Balance Through Diet
Attaining balance is important in this condition, and that can be achieved to a large extent through a balanced diet. Eating food groups in moderation is the key to a good health. While certain foods and drinks such as alcoholic beverages, salty and processed foods, sugary drinks, sodas, caffeinated beverages, and energy drinks are known to cause inner ear problems and migraine, other food groups may occasionally cause issues. Many of these beverages act as stimulants, which clearly indicate that they work in powerful ways to keep the body going. They should be avoided altogether.
Avoiding snacks that are rich in fat, refined sugar, and preservatives is a good norm to follow. Therefore, say goodbye to sugary products, jams, bread spreads, syrups, jellies, chocolates, pastries, squashes, candied or tinned fruits, as well as juice concentrates.
Cutting down on junk food and increasing a number of fresh vegetables and fruits in your diet can help your body attain normalcy. After all, they are called junk food for a reason. They form fatty deposits and provide empty calories to the body. It has been observed that the foods that cause severe headaches, bouts of migraine, and dizziness most commonly cause vertigo as well. If these foods don’t suit you, that means they are affecting your body in a negative way.
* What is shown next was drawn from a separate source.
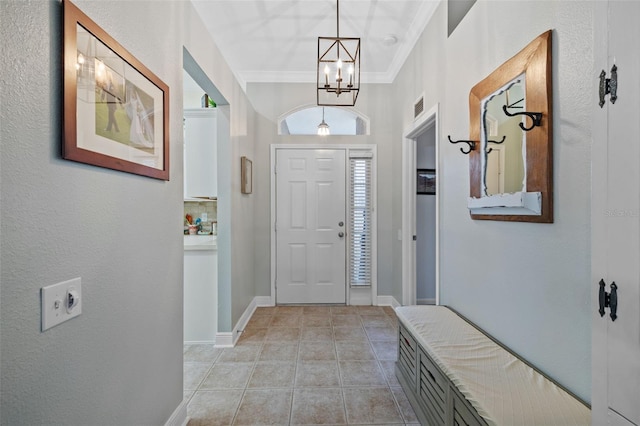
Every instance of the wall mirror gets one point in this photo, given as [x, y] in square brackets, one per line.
[511, 116]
Stay away from foods that contain excessive amounts of tangy or citrus content, red meat, processed food, pickles, and other fermented food items that are known to cause trouble. In addition to these factors, please remember that skipping a meal poses a threat to your overall health in the long run. It deprives your body of essential calories and causes fatigue, loss of productivity, headaches, erratic outbursts, hypoglycemia, and dizziness. Take your meals in moderation and ensure that you eat them at a specified time every single day.